SICP is still used at MIT at graduate level. - ekm2
http://ocw.mit.edu/courses/electrical-engineering-and-computer-science/6-821-programming-languages-fall-2002/syllabus/

======
bnewbold
Old link, but the class is very much still alive, here is the course website
from last spring (6.945, "Adventures in Advanced Symbolic Programming"):
<http://groups.csail.mit.edu/mac/users/gjs/6.945/>

And the excellent "Classical Mechanics: A Computational Approach" using the
SICM textbook (with SICP as a reference):
<http://groups.csail.mit.edu/mac/users/gjs/6946/>

Obligatory animated gif:
[http://groups.csail.mit.edu/mac/users/gjs/6946/henon_anim.gi...](http://groups.csail.mit.edu/mac/users/gjs/6946/henon_anim.gif)

------
asolove
Not exactly. This is a syllabus from a course taught in 2002.

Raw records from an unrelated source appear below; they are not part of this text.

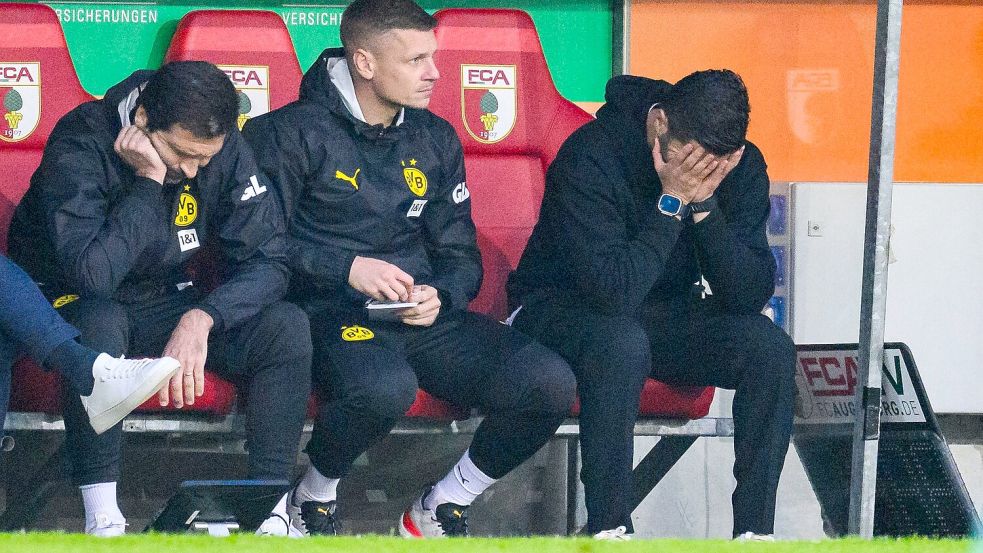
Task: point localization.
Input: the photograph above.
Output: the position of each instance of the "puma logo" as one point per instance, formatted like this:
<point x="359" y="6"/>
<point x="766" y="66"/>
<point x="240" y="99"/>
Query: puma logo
<point x="350" y="180"/>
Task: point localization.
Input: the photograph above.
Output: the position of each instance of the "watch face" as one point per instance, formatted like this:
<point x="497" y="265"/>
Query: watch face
<point x="670" y="205"/>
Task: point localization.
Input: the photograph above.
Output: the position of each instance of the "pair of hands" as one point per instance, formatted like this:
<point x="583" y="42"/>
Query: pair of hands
<point x="386" y="282"/>
<point x="691" y="173"/>
<point x="189" y="341"/>
<point x="136" y="150"/>
<point x="189" y="345"/>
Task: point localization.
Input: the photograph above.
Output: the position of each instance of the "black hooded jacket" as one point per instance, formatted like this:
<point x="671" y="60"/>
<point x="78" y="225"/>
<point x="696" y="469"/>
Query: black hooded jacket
<point x="602" y="243"/>
<point x="89" y="226"/>
<point x="350" y="189"/>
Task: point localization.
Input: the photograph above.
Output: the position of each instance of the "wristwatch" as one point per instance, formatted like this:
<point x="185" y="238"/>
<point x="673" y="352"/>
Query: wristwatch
<point x="705" y="206"/>
<point x="672" y="206"/>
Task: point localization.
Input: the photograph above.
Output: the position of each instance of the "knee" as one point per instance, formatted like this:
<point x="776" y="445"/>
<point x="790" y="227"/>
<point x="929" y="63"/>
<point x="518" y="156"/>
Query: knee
<point x="103" y="324"/>
<point x="289" y="330"/>
<point x="621" y="347"/>
<point x="387" y="398"/>
<point x="551" y="386"/>
<point x="772" y="349"/>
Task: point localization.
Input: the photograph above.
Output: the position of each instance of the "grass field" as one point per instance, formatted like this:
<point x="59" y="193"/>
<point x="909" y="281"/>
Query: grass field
<point x="59" y="543"/>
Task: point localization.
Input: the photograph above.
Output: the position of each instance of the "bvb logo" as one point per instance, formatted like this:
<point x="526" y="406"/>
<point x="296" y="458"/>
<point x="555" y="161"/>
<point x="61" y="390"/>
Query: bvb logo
<point x="356" y="333"/>
<point x="64" y="300"/>
<point x="187" y="210"/>
<point x="415" y="178"/>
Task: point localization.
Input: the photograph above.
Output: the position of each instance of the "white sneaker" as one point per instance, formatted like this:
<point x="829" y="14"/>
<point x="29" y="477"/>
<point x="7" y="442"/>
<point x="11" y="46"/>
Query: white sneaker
<point x="615" y="534"/>
<point x="106" y="526"/>
<point x="121" y="385"/>
<point x="278" y="524"/>
<point x="447" y="519"/>
<point x="751" y="536"/>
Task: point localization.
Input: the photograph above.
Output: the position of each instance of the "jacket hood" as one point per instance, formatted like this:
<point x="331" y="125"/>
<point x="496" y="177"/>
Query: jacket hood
<point x="627" y="102"/>
<point x="628" y="99"/>
<point x="329" y="83"/>
<point x="121" y="99"/>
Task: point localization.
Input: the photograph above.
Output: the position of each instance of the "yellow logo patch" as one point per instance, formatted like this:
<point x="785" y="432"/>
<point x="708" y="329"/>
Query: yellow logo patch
<point x="350" y="180"/>
<point x="187" y="209"/>
<point x="64" y="300"/>
<point x="356" y="333"/>
<point x="415" y="179"/>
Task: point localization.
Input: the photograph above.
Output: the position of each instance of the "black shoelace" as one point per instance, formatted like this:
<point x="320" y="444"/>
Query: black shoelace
<point x="453" y="519"/>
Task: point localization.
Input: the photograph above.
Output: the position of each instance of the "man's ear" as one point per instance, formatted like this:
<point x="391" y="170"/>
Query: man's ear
<point x="657" y="120"/>
<point x="365" y="63"/>
<point x="140" y="118"/>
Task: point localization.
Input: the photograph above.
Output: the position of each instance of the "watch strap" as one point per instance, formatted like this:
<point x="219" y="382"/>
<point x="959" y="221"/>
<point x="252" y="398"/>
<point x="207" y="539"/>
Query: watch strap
<point x="706" y="205"/>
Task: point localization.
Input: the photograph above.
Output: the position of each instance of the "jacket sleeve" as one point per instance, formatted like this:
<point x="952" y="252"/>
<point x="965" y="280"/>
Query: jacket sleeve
<point x="284" y="160"/>
<point x="97" y="236"/>
<point x="732" y="244"/>
<point x="252" y="236"/>
<point x="452" y="240"/>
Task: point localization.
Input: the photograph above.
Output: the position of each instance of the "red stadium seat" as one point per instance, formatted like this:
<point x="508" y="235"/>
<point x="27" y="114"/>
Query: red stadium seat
<point x="253" y="47"/>
<point x="36" y="73"/>
<point x="38" y="85"/>
<point x="496" y="89"/>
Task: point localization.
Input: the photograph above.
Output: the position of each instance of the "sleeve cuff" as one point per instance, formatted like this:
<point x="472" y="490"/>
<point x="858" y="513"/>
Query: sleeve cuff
<point x="147" y="187"/>
<point x="218" y="324"/>
<point x="446" y="303"/>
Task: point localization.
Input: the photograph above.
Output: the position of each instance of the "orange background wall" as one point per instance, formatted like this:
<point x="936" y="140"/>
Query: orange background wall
<point x="808" y="66"/>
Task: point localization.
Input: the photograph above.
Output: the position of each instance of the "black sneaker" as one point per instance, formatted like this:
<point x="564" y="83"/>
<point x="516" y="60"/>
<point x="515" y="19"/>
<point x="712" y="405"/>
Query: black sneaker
<point x="446" y="520"/>
<point x="319" y="518"/>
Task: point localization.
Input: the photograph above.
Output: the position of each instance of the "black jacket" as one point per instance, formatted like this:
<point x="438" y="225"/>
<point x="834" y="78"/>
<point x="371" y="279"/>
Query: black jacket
<point x="311" y="150"/>
<point x="89" y="226"/>
<point x="601" y="242"/>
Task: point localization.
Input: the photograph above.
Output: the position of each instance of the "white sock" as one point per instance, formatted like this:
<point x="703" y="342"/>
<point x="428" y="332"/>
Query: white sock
<point x="314" y="486"/>
<point x="100" y="498"/>
<point x="281" y="506"/>
<point x="462" y="485"/>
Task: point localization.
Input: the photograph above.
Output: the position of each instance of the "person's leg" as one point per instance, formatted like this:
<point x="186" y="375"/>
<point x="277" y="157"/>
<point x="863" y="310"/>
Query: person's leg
<point x="271" y="355"/>
<point x="29" y="321"/>
<point x="524" y="390"/>
<point x="94" y="460"/>
<point x="751" y="355"/>
<point x="610" y="357"/>
<point x="8" y="353"/>
<point x="365" y="385"/>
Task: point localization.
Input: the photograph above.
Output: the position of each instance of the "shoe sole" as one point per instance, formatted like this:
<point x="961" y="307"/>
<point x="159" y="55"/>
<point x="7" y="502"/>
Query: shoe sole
<point x="159" y="373"/>
<point x="407" y="528"/>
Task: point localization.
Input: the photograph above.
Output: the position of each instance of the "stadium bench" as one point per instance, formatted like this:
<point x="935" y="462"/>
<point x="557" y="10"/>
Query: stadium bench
<point x="506" y="157"/>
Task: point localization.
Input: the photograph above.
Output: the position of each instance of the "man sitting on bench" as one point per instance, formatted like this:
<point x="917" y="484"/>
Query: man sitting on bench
<point x="133" y="192"/>
<point x="660" y="190"/>
<point x="374" y="190"/>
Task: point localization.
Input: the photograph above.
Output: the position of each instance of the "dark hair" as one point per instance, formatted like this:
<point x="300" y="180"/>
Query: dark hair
<point x="195" y="94"/>
<point x="710" y="107"/>
<point x="364" y="19"/>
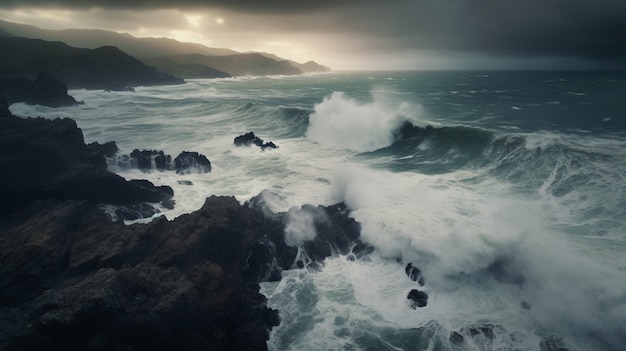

\- The syllabus refers to SICP as the standard text for the intro-level
undergrad course, which it then was.

\- It says "All students are encouraged to acquaint themselves with" SICP.

\- but the course itself was taught in SCHEME+, and the assignments provided
have nothing to do with SICP.

------
slusty
I didn't realize it was still the fall of 2002 (when that syllabus was from).